WHITE ROCK — It used to be that you had to take a trip down to Appalachia to see anyone plucking away at a banjo on their front porch. Up here in Canada, bluegrass was for straw-flossin’ hillbillies while hip-hop, pop and rock ‘n’ roll took precedence in the 1990s and early ’00s.

In fact, Chris Coole of the Foggy Hogtown Boys – a five-piece bluegrass band from Ontario – remembers when he and some friends set up a weekly bluegrass show at Toronto’s Silver Dollar Room when there were fewer than 10 old-time players on the circuit.

“My friend Dan and I started (the gig), and it was like whoever was in town, we’d put together a band for that,” Coole, who plays guitar and clawhammer banjo, told the Now over the phone from Toronto.

“There were a few different bands throughout the years, but if too many of us were out of town, there was literally no one who could fill in because there just wasn’t anyone else doing it – especially our age.”

More than half of the players in question are indeed the Foggy Hogtown Boys, which also features Andrew Collins on mandolin, Chris Quinn on banjo, Max Heineman on acoustic bass and John Showman on fiddle.
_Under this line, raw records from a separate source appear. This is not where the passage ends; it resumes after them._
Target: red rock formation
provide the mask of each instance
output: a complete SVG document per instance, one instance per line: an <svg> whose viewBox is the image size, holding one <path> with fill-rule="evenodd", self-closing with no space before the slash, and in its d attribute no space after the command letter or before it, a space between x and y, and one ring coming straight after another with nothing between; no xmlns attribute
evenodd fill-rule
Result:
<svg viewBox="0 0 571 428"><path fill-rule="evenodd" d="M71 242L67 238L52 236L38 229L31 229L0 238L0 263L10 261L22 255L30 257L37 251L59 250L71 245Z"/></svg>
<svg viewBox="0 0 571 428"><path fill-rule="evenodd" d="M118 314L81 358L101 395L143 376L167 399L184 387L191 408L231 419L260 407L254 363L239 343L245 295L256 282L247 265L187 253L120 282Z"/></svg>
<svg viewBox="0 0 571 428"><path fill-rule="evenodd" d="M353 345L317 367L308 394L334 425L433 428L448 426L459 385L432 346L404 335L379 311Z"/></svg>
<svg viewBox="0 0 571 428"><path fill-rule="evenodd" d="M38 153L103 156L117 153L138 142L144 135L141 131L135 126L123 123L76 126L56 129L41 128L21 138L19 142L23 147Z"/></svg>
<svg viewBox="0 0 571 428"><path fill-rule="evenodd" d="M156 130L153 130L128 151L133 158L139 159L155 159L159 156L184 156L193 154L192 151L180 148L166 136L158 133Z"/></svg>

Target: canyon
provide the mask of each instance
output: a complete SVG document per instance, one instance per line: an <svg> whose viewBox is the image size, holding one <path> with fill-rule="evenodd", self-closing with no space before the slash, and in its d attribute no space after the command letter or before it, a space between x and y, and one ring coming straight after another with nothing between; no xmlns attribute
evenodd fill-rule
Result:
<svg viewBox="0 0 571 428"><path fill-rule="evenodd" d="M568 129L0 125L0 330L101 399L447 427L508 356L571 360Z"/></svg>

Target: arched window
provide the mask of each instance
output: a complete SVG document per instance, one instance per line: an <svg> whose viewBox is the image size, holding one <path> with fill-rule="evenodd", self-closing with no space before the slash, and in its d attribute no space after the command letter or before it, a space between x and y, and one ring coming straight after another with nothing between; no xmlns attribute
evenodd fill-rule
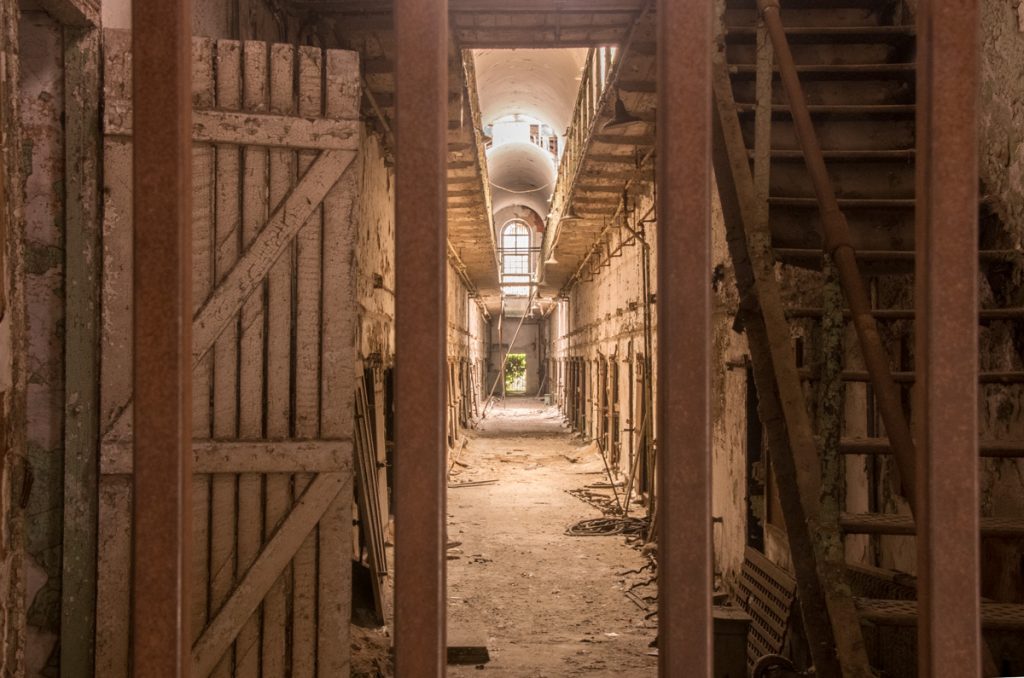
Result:
<svg viewBox="0 0 1024 678"><path fill-rule="evenodd" d="M528 296L532 282L529 226L511 221L502 228L502 287L510 296Z"/></svg>

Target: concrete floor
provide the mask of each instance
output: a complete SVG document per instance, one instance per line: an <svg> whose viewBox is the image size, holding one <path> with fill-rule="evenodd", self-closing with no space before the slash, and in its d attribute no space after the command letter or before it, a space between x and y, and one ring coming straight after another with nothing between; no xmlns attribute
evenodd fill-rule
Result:
<svg viewBox="0 0 1024 678"><path fill-rule="evenodd" d="M449 491L449 633L486 643L490 662L451 676L654 676L656 622L625 590L649 577L622 536L568 537L601 517L566 491L606 482L596 448L534 398L492 408L457 459ZM648 590L649 593L649 590Z"/></svg>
“In the ’90s, there was about six or seven of us in Toronto doing it – young guys. There was an old guard who hadn’t been active since the ’70s or ’80s,” he said.
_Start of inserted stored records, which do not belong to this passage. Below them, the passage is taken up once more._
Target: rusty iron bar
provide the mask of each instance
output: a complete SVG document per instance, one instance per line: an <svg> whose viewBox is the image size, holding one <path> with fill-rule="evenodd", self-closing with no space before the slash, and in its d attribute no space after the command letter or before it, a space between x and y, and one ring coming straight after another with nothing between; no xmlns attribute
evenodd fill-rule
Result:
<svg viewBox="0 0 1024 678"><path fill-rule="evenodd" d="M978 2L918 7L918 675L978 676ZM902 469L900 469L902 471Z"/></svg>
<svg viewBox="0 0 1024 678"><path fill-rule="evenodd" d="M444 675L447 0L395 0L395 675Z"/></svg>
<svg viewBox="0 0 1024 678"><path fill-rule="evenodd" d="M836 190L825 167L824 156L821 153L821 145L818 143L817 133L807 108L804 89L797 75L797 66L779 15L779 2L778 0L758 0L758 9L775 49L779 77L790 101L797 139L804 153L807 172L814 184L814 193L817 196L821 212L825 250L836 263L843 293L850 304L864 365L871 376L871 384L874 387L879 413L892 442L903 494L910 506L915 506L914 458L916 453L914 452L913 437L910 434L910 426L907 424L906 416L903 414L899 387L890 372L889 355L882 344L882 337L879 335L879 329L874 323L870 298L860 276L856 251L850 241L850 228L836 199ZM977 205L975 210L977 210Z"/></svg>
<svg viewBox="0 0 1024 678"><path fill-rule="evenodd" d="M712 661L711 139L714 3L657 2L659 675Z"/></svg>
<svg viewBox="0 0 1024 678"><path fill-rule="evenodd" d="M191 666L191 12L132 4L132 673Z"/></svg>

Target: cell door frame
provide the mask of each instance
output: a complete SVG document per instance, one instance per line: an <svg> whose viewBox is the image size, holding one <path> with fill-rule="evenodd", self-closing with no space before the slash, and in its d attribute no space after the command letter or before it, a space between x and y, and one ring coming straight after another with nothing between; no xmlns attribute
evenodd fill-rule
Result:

These days, it’s not so rare, and thanks to films like O Brother, Where Art Thou?, that old-time music is making new waves.

“What ended up happening, which was cool and very rewarding, that gig has been such an institution in Toronto (that) there was a new generation of people who sort of got turned on to the music,” Coole revealed.

“Now there’s about three or four really good, professional bluegrass bands in Toronto. And now, when one of us is out of town, there are people who can fill in.”

Now that the southern-inspired style of music is popular in Canada, Coole admits he struggles to bring the northern experience into his music.

“For some reason, I relate better to American folk music from the south, and I think it’s because of the blues influence. Maybe its because I grew up listening to rock and roll,” he said.

“There are a lot of great traditional songs from up here in Canada. On one of our earlier records, I actually took a Canadian folk song and set it to more of a bluegrass setting.”

The Foggy Hogtown Boys perform at White Rock’s Blue Frog Studios Friday (March 13), in support of their latest release, Animals, Insects, and People. Tickets are $35 at Bluefrogstudios.ca.